Wolfe Research has materially raised its forecasts for Alphabet and Amazon, arguing that growth in both firms' cloud units is not fully recognized by investors. Analyst Shweta Khajuria increased revenue-growth assumptions for Google Cloud Platform and Amazon Web Services for 2026 and 2027 and pushed up capital expenditure projections for both parents.

For Alphabet's cloud business, Khajuria raised the Google Cloud Platform revenue-growth projections to 81% in 2026 and 48% in 2027. Wolfe notes those figures run 11% and 8% above consensus for the respective years. On the capital side, the firm lifted its 2027 capital expenditure estimate for Alphabet to $300 billion, which Wolfe says is roughly 26% higher than the Street's forecast. Wolfe also added 15 gigawatts of capacity in 2028 to its model. The firm expects Anthropic to represent between 25% and 30% of GCP revenue in both 2027 and 2028.

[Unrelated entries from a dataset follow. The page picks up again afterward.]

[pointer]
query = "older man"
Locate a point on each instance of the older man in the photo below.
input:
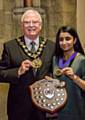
(18, 69)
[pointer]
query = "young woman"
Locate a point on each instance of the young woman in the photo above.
(69, 66)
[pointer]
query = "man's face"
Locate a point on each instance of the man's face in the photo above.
(31, 25)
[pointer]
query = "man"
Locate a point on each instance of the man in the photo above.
(18, 68)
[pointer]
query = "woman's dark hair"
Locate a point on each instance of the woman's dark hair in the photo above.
(72, 32)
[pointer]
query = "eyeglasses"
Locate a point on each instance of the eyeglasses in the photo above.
(27, 23)
(67, 38)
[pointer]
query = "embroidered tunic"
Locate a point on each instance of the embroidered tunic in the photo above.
(75, 107)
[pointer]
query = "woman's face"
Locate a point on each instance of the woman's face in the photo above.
(66, 41)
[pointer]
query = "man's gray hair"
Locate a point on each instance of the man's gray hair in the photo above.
(31, 11)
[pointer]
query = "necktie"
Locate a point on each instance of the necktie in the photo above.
(33, 47)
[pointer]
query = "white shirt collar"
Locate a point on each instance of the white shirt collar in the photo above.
(28, 41)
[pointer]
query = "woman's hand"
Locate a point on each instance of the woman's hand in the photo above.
(48, 78)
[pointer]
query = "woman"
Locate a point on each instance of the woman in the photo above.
(68, 66)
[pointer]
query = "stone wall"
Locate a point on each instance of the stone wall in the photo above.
(55, 14)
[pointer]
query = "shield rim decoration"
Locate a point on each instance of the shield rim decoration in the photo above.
(49, 95)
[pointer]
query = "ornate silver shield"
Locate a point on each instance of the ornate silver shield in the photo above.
(49, 95)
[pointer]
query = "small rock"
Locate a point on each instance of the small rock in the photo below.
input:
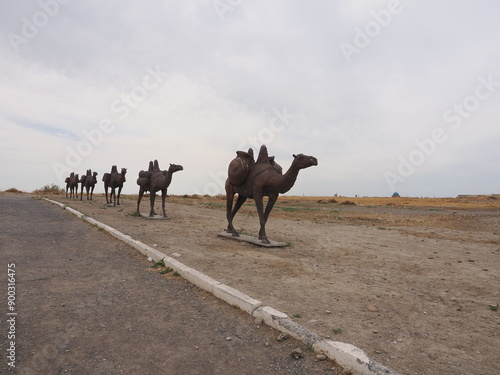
(297, 353)
(282, 337)
(321, 357)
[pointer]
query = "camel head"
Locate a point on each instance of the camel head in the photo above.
(174, 168)
(302, 161)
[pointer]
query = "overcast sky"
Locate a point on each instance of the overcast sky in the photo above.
(388, 95)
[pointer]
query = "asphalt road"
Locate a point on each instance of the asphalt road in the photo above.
(82, 302)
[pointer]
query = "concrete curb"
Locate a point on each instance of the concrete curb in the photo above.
(346, 355)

Khajuria also revised her outlook for Amazon Web Services. Wolfe now models AWS revenue growth of 37% in 2026 and 44% in 2027, figures that the firm says are about 6% and 19% above consensus for those years. Wolfe increased its 2027 capital expenditure estimate for Amazon to $280 billion, approximately 27% above the Street. Wolfe projects Anthropic will account for roughly 30% of AWS revenue in 2027.

Wolfe retained Outperform ratings on both Alphabet and Amazon. The firm raised its price target on Alphabet to $460 from $430, implying roughly 27% upside to current levels, while it slightly trimmed the Amazon target to $315 from $320, which still implies about 29% upside.

In Wolfe's commentary, Khajuria described Amazon as "one of best in class assets" within the firm's coverage. The note highlights accelerating AWS growth and expanding margins for Amazon, along with the company's exposure to large total addressable markets across retail, cloud, advertising and logistics. For Alphabet, Wolfe's Outperform stance is grounded in the view that the company's scale and investments in artificial intelligence should allow it to outpace the digital advertising market and gain share in cloud.


Key takeaways from Wolfe's update include sizeable upward revisions to revenue and capital spending forecasts for both names, a stronger role for Anthropic in cloud revenue mixes, and continued positive ratings from the analyst. The changes reflect Wolfe's view that Street expectations understate near-term cloud expansion at the hyperscalers.

Investors and market participants should note that Wolfe's revisions emphasize both revenue acceleration and larger-than-expected infrastructure spending, variables that will influence cash flow and capital allocation dynamics in coming years.

Risks

  • Higher capital expenditure assumptions - Increased capex estimates for Alphabet and Amazon could pressure near-term free cash flow and working-capital dynamics in sectors sensitive to capital intensity, such as cloud infrastructure.
  • Concentration of cloud revenue - Wolfe projects substantial revenue contributions from Anthropic to both GCP and AWS; reliance on a single partner or customer segment could introduce concentration risk to cloud revenue streams.
  • Model sensitivity to growth assumptions - The upgraded revenue forecasts are materially above consensus, so downside to these growth assumptions would affect earnings and valuation outlooks for large-cap technology and cloud-exposed sectors.